Kendati demikian, dia tidak bermaksud mengatakan bahwa seseorang harus berdoa kepada Tuhan untuk membimbingnya menemukan sebuah topik penelitian. Meskipun, bagi sejumlah peneliti “do’a” adalah sebuah pilihan. Artinya dibutuhkan lompatan keyakinan bahwa peneliti harus memiliki intuitif dalam menetapkan topik yang layak. Membutuhkan enerji tersendiri untuk mewujudkannya sebagai penelitian tersebut dan relevansinya.

Menurutnya apapun agamanya seorang peneliti memerlukan keimanan dan kedisiplinan tersendiri. Upaya intelektual seperti mengidentifikasi dan menyelesaikan proyek penelitian yang benar-benar menarik, dia menyebutnya sebagai Tantric. Tantric adalah salah satu aliran dalam agama Budha. Inti dari Tantrisme adalah menggunakan simbol dan latihan yang terfokus pada mental untuk meningkatkan energi seseorang sebagai efek puja atau doa.

“Jika anda tidak dapat mempertahankan keyakinan itu, maka proyek Anda tidak akan terwujud. Bahkan jika itu terwujud mungkin tidak berpengaruh dalam hidup anda atau bahkan mungkin setelahnya. Ini tidak menjadi masalah. Yang penting adalah proses, profesionalisme seseorang dalam menyelesaikan tugas melalui tindakan presentasi dan publikasi jika mungkin,” jelas Jonathan.

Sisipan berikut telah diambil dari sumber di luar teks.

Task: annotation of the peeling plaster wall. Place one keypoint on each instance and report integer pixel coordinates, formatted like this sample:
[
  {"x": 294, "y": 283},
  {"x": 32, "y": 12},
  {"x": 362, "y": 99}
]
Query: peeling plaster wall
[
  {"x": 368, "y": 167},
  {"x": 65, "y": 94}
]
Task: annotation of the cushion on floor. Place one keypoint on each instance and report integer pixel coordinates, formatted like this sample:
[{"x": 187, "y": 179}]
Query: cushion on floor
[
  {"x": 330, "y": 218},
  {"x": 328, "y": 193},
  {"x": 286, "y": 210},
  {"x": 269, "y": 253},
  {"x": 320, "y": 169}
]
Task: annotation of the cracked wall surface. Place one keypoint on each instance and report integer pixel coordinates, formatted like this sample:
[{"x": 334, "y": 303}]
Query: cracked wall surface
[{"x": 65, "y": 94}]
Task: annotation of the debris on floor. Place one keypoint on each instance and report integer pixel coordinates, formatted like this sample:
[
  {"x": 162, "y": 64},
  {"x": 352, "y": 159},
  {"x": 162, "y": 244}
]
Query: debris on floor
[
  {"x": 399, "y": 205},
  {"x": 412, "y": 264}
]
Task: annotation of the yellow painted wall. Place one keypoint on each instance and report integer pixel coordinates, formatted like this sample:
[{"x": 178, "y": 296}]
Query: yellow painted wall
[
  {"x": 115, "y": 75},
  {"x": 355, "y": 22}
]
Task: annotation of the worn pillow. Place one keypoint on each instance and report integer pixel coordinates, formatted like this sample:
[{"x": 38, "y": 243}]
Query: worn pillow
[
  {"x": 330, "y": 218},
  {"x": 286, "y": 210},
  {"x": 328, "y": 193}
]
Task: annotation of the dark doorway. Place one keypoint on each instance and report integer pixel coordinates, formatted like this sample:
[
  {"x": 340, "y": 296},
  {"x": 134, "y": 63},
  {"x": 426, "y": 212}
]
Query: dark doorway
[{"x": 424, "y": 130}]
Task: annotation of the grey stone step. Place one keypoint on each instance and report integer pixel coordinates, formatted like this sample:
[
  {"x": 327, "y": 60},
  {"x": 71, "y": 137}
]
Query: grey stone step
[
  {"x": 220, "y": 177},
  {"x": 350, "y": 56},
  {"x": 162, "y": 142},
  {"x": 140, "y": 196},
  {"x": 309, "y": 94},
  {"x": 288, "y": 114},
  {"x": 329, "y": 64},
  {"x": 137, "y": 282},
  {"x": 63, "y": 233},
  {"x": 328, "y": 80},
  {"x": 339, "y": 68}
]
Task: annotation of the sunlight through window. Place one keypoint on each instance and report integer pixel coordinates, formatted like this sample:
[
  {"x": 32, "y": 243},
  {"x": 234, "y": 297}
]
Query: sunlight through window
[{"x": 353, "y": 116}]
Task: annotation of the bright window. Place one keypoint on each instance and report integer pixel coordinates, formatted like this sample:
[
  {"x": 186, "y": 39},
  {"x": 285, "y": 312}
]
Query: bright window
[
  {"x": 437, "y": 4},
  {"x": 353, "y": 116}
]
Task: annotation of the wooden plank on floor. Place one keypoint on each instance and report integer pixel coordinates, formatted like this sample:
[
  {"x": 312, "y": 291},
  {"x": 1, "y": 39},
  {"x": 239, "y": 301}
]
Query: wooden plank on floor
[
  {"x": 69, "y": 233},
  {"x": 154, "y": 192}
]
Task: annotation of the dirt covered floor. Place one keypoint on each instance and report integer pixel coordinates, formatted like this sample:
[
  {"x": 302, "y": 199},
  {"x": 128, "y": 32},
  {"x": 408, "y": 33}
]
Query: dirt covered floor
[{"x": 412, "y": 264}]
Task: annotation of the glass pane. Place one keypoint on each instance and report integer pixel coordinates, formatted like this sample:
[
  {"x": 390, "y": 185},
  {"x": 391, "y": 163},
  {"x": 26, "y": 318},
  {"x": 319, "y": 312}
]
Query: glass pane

Di sesi terakhir dari presentasinya, Jonathan menunjukk beberapa peserta berbagi cerita tentang pengalaman menemukan “kapow”-nya dan mempresentasikanya di depan peserta lainnya. Gagasan Jonathan ini ternyata membuat peserta semakin antusias menceritakan pengalamannya. Bahkan menurut sejumlah peserta, ternyata selama ini pada dasarnya kita telah merasakan “kapow”, hanya saja kita tidak menyadarinya karena kita belum mengenalnya. Dan di pelatihan inilah, kita mengenal istilah “kapow” atau mungkin kita cukup berteriak “AH-HAH!!!” atau bagaimana dengan anda? Silahkan gunakan istilah anda sendiri untuk
mengistilahkan bagaimana ide itu muncul menampar kita atau “kapow” dengan istilah yang kita bisa rasakan karena kita fahami.